A boy came and sat down heavily to me, blocking out the sun and shaking me from my reverie. He was older, bigger. He squinted at me, turned down his mouth and declared confidently: “you’re a boy, you’re a boy”. I was astounded at this and retorted “absolutely not”.
“You have a blue cup, you’re a boy,” he said disdainfully, pointing a finger at me. “Boy. Boy. Boy. Only boys take the blue cups. Girls take the red cups.” Quickly others picked up the scent of fear in the herd, and a singsong chant started up around: “You’re a boy-hoy, you’re a boy-hoy”, accompanied by mocking laughter.
My first taste of shame was confusing.
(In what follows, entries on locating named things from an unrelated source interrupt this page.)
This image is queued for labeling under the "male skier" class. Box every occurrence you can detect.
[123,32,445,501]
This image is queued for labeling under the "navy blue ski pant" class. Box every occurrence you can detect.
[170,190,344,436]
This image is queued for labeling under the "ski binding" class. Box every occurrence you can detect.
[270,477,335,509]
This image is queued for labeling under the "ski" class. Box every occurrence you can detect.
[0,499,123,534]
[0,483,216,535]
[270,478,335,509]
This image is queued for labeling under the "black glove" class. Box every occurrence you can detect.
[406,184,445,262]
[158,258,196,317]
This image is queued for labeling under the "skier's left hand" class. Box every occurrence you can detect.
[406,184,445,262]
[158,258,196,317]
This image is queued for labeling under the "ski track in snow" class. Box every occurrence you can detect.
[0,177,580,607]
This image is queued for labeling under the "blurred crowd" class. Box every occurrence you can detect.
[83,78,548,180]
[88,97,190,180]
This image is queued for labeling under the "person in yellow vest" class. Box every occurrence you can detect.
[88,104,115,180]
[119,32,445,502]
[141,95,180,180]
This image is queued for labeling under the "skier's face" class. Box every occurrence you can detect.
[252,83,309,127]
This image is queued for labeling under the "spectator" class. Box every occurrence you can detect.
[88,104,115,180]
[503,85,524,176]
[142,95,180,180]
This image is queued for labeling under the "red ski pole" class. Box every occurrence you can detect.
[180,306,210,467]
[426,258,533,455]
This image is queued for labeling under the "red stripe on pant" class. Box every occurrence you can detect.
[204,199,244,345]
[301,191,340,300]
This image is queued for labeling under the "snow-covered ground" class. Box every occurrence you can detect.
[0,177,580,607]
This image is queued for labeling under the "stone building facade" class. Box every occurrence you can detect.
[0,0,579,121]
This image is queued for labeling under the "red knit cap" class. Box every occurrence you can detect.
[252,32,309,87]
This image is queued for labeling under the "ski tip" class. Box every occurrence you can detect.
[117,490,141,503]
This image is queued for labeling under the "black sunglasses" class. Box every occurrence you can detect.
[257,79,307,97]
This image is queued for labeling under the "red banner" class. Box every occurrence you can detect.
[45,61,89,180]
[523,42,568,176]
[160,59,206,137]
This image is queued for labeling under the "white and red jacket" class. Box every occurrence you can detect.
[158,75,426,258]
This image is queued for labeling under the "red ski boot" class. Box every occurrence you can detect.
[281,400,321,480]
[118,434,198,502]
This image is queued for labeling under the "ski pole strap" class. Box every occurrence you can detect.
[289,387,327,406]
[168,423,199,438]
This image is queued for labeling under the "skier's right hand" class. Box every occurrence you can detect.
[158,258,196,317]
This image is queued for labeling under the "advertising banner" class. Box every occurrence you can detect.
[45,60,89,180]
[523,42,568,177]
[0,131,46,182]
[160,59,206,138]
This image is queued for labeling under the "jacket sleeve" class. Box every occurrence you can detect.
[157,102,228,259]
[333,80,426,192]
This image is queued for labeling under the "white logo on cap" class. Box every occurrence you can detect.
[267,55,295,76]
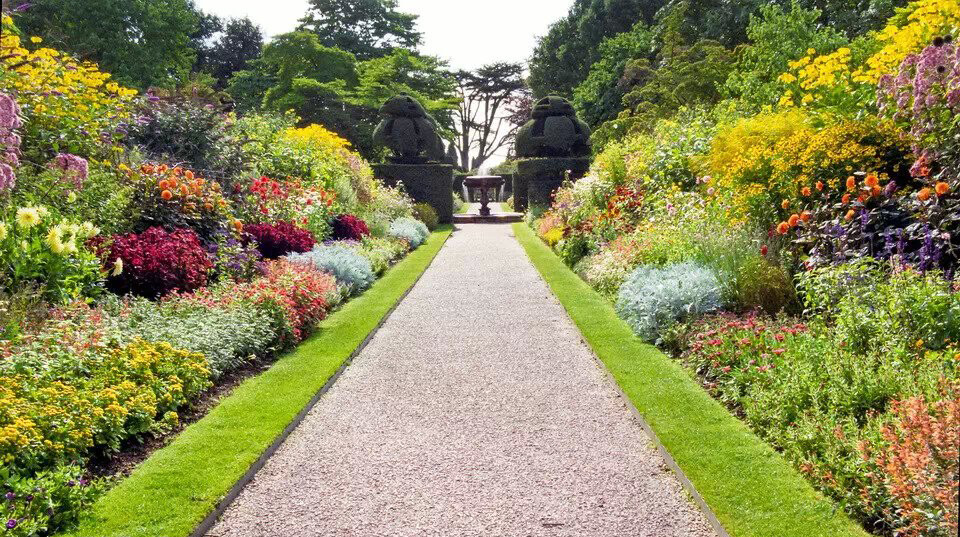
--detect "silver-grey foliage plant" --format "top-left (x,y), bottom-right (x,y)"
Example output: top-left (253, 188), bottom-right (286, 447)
top-left (388, 217), bottom-right (430, 250)
top-left (617, 262), bottom-right (722, 342)
top-left (286, 242), bottom-right (376, 294)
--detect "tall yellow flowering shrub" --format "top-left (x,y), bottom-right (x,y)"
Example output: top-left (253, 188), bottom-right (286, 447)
top-left (696, 109), bottom-right (811, 224)
top-left (0, 15), bottom-right (137, 157)
top-left (780, 0), bottom-right (960, 115)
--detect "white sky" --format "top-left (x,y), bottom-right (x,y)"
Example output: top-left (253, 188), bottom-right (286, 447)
top-left (195, 0), bottom-right (573, 69)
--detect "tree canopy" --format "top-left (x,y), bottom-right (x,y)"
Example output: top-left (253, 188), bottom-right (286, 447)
top-left (300, 0), bottom-right (420, 60)
top-left (197, 18), bottom-right (263, 89)
top-left (529, 0), bottom-right (663, 97)
top-left (9, 0), bottom-right (201, 89)
top-left (453, 62), bottom-right (528, 169)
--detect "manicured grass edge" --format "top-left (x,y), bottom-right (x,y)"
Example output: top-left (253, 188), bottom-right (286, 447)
top-left (67, 226), bottom-right (453, 537)
top-left (513, 224), bottom-right (869, 537)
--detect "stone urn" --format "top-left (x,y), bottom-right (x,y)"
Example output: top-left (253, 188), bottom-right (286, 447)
top-left (463, 175), bottom-right (503, 216)
top-left (373, 95), bottom-right (445, 164)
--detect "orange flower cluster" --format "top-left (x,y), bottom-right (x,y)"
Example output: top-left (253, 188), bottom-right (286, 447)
top-left (777, 173), bottom-right (888, 235)
top-left (140, 164), bottom-right (227, 212)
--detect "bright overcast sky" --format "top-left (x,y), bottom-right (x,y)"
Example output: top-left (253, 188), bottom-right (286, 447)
top-left (195, 0), bottom-right (573, 69)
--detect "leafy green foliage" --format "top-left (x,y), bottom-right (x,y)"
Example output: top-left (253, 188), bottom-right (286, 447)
top-left (300, 0), bottom-right (420, 60)
top-left (573, 22), bottom-right (652, 127)
top-left (227, 31), bottom-right (456, 158)
top-left (620, 40), bottom-right (733, 135)
top-left (724, 3), bottom-right (846, 107)
top-left (197, 17), bottom-right (263, 89)
top-left (528, 0), bottom-right (663, 98)
top-left (9, 0), bottom-right (200, 88)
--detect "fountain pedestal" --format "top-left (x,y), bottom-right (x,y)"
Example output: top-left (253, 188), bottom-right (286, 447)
top-left (463, 175), bottom-right (503, 216)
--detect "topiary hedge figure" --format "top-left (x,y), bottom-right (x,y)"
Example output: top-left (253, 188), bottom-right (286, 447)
top-left (373, 95), bottom-right (444, 164)
top-left (516, 95), bottom-right (590, 158)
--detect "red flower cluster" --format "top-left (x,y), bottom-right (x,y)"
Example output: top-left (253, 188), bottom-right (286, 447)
top-left (106, 227), bottom-right (213, 298)
top-left (859, 381), bottom-right (960, 537)
top-left (333, 214), bottom-right (370, 241)
top-left (683, 315), bottom-right (808, 391)
top-left (227, 260), bottom-right (337, 347)
top-left (240, 177), bottom-right (337, 221)
top-left (244, 222), bottom-right (317, 259)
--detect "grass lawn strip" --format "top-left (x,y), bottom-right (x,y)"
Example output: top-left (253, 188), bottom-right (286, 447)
top-left (513, 224), bottom-right (868, 537)
top-left (67, 226), bottom-right (452, 537)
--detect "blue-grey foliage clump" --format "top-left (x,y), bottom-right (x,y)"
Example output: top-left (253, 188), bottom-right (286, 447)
top-left (117, 299), bottom-right (277, 377)
top-left (287, 242), bottom-right (376, 294)
top-left (388, 217), bottom-right (430, 250)
top-left (617, 262), bottom-right (721, 342)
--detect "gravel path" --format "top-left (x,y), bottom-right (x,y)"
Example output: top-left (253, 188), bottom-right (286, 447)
top-left (209, 224), bottom-right (715, 537)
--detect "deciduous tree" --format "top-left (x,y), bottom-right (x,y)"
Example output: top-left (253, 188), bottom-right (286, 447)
top-left (454, 63), bottom-right (529, 169)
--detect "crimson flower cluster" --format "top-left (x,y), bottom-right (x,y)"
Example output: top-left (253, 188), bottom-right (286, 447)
top-left (106, 227), bottom-right (213, 298)
top-left (244, 221), bottom-right (316, 259)
top-left (333, 214), bottom-right (370, 241)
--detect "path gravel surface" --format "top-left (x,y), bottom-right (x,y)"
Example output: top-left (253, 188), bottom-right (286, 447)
top-left (209, 220), bottom-right (715, 537)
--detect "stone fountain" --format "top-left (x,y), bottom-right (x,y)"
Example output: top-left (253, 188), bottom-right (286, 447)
top-left (463, 175), bottom-right (503, 216)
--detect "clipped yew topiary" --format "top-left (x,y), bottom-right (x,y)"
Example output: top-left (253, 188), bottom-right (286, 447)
top-left (516, 95), bottom-right (590, 158)
top-left (413, 199), bottom-right (440, 231)
top-left (373, 95), bottom-right (445, 164)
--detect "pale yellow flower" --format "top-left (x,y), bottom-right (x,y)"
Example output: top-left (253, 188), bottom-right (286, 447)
top-left (45, 225), bottom-right (67, 255)
top-left (17, 207), bottom-right (41, 229)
There was a set of rules in life that until the age of five I had been blissfully unaware of.
I thought a cup was a vessel from which to drink liquid, but apparently there was far more to this practice than I had been taught. And if you got it wrong, you would be shamed, mocked and humiliated.
From that day on, morning tea, which had been my time for a bit of peace and quiet, became another episode of endurance at nursery school. I no longer walked, but ran to the morning tea table to make sure I grabbed a red cup. There weren’t enough red cups for all the girls and I only wanted to taste the juice, not the shame again.
I tell this story because I use it to reflect on how gender stereotypes are built from a very young age. Who had taught that little boy about red cups and blue cups and why? Both my parents worked and shared care responsibilities equally, while I loved helping my dad around the garden and had never been told that this was only for boys.
It matters. It matters because it impacts the self-worth of young girls. It impacts how they define themselves and then later the career choices they make. Even when they make a choice, high numbers opt out due to bias in the selection process. STEM and the myriad of programs now underway to tip the balance being a good example here.
It starts early and us adults are responsible. As Clementine Ford wrote in her article The small way I’m flipping gender stereotyping in the baby clothes aisle in the SMH on 3 April 2017: “I have a seven-month-old, and wandering the clothing aisles in high street shops or department stores is an exercise in anger management. The most noticeable thing is the distinction of gender according to colour. The girls’ section bursts with pinks, yellows, purples and glitter while the boys’ section wades through a more muted palette of dark blues, black, red, khaki and beige, beige, beige. But what the boys’ section lacks in vibrancy it more than makes up for in affirmations and positive reinforcement. T-shirts and jumpers scream words like “awesome”, “cool”, “future superhero” and “little but loud”. Conversely, girls’ clothes are emblazoned with things like “princess”, “cute”, “stay happy” and “gorgeous”. Because never forget that boys are defined by how impressive they are, while girls are defined by how impressive they look.”
If we want girls who are confident and don’t feel shame at their gender, and boys who are confident and don’t shame any other gender type (or feel they have the right to commit acts of violence on the extreme end) then we need to address this. Us, the adults in charge, right here right now.
If you see it, call it out. Watch for the blue cups and red cups. It matters.